How GIS Skills Make Your Tech Job Hunt Easier

There’s a lot out there about how geographic and geospatial information systems, or GIS, can help companies improve marketing, operations, strategic planning, capital planning, environmental impact studies, supply chain management, and asset tracking, among many other things. The technology finds its way into high tech, energy, health care, utilities, government, manufacturing, and service industries. That’s just a start.

Because GIS is increasingly being put to use, existing knowledge of the technologies and techniques becomes a competitive advantage when looking for a new job.

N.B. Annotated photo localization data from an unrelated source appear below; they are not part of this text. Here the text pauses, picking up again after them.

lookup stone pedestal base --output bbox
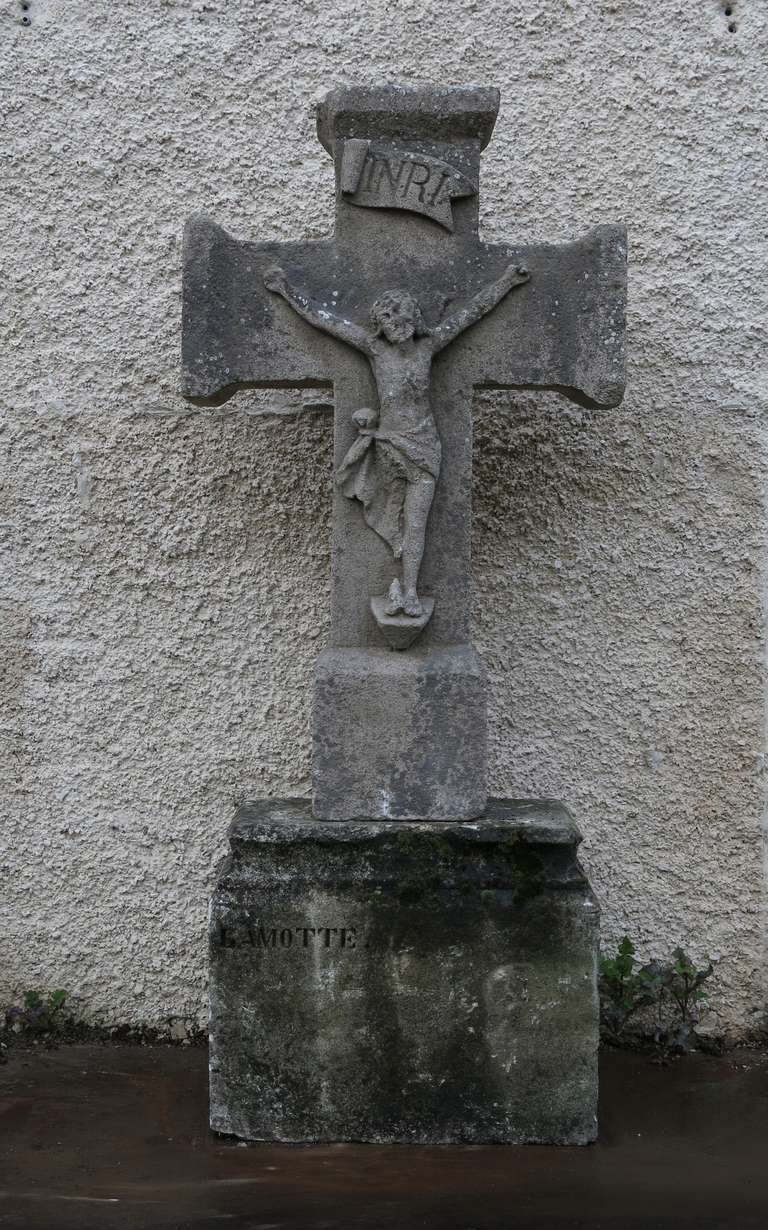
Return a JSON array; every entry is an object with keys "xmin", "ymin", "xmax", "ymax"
[{"xmin": 209, "ymin": 798, "xmax": 599, "ymax": 1144}]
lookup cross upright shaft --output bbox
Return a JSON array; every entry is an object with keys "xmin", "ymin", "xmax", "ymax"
[{"xmin": 182, "ymin": 85, "xmax": 627, "ymax": 820}]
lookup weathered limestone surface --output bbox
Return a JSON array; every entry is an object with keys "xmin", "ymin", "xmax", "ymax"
[
  {"xmin": 182, "ymin": 90, "xmax": 626, "ymax": 660},
  {"xmin": 183, "ymin": 84, "xmax": 625, "ymax": 822},
  {"xmin": 197, "ymin": 83, "xmax": 610, "ymax": 1144},
  {"xmin": 313, "ymin": 646, "xmax": 487, "ymax": 820},
  {"xmin": 209, "ymin": 798, "xmax": 599, "ymax": 1144}
]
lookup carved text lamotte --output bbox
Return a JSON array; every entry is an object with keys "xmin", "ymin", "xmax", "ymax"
[{"xmin": 214, "ymin": 923, "xmax": 361, "ymax": 950}]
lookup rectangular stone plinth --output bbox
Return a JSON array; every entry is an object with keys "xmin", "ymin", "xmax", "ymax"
[
  {"xmin": 312, "ymin": 645, "xmax": 486, "ymax": 820},
  {"xmin": 209, "ymin": 798, "xmax": 600, "ymax": 1144}
]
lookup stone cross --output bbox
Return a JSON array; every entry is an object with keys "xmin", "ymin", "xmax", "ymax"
[{"xmin": 182, "ymin": 86, "xmax": 626, "ymax": 822}]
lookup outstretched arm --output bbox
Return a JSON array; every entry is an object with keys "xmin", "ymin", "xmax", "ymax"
[
  {"xmin": 264, "ymin": 268, "xmax": 371, "ymax": 354},
  {"xmin": 432, "ymin": 263, "xmax": 530, "ymax": 353}
]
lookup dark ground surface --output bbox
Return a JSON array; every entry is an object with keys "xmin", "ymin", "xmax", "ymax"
[{"xmin": 1, "ymin": 1044, "xmax": 766, "ymax": 1230}]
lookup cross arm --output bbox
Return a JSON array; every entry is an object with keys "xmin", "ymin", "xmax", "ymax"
[
  {"xmin": 181, "ymin": 215, "xmax": 340, "ymax": 405},
  {"xmin": 432, "ymin": 262, "xmax": 530, "ymax": 353},
  {"xmin": 264, "ymin": 269, "xmax": 371, "ymax": 355},
  {"xmin": 451, "ymin": 224, "xmax": 627, "ymax": 409}
]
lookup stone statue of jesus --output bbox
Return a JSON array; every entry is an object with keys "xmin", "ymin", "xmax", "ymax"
[{"xmin": 265, "ymin": 262, "xmax": 530, "ymax": 617}]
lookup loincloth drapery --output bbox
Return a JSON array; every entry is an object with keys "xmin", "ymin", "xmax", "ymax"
[{"xmin": 335, "ymin": 427, "xmax": 441, "ymax": 559}]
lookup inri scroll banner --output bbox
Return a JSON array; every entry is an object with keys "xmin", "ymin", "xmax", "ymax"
[{"xmin": 340, "ymin": 138, "xmax": 477, "ymax": 231}]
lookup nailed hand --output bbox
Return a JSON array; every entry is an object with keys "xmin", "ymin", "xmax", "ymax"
[{"xmin": 264, "ymin": 267, "xmax": 287, "ymax": 293}]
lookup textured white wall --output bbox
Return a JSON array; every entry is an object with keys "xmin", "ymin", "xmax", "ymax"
[{"xmin": 1, "ymin": 0, "xmax": 766, "ymax": 1035}]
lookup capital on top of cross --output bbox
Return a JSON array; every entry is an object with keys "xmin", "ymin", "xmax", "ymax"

But what many of the articles don’t mention is how GIS can be important to your tech career, as Dr. Stephen McElroy, GIS program chair at American Sentinel University, told CIO Magazine. There are a number of reasons, but they boil down to two intersection trends: the greater application of GIS in the world, and the need for people who can put the technology to work and understand the results. Rather than the name of a single software package, GIS incorporates many areas of knowledge, including database management, data analysis, visualization, systems integration, mapping, and geography. All of them must be present to make a GIS strategy work for a given company.

Someone has to provide, if not all those skills, then the understanding to pull together into something useful what those skills can do. But most companies will lack expertise in mapping, geography, geotagging data, and the techniques to use location as a way to integrate other types of data.

Although organizations may assume that all they need is someone with enough technical competence to set up systems and jug out results, they would still miss the experience in applying GIS to significant problems and understanding how to apply the technologies and techniques in multiple ways within a company. Once one function sees GIS in action and how it can solve real problems and also deliver insight unavailable in other ways, the use within the organization will start to spread.

Understandably, a company, non-profit, or government agency will turn to technical people for help in the implementation. But the use of GIS requires a grasp of how the technologies need to be used, modified, and controlled to help various aspects. Because GIS is increasingly being put to use, existing knowledge of the technologies and techniques becomes a competitive advantage when looking for a new job.

That is why GIS training is important to your professional background and credentials. If you are ready to implement GIS in a significant and strategic way in a company, you offer valuable expertise that the company probably lacks, and that many potential competitors aren’t able to supply.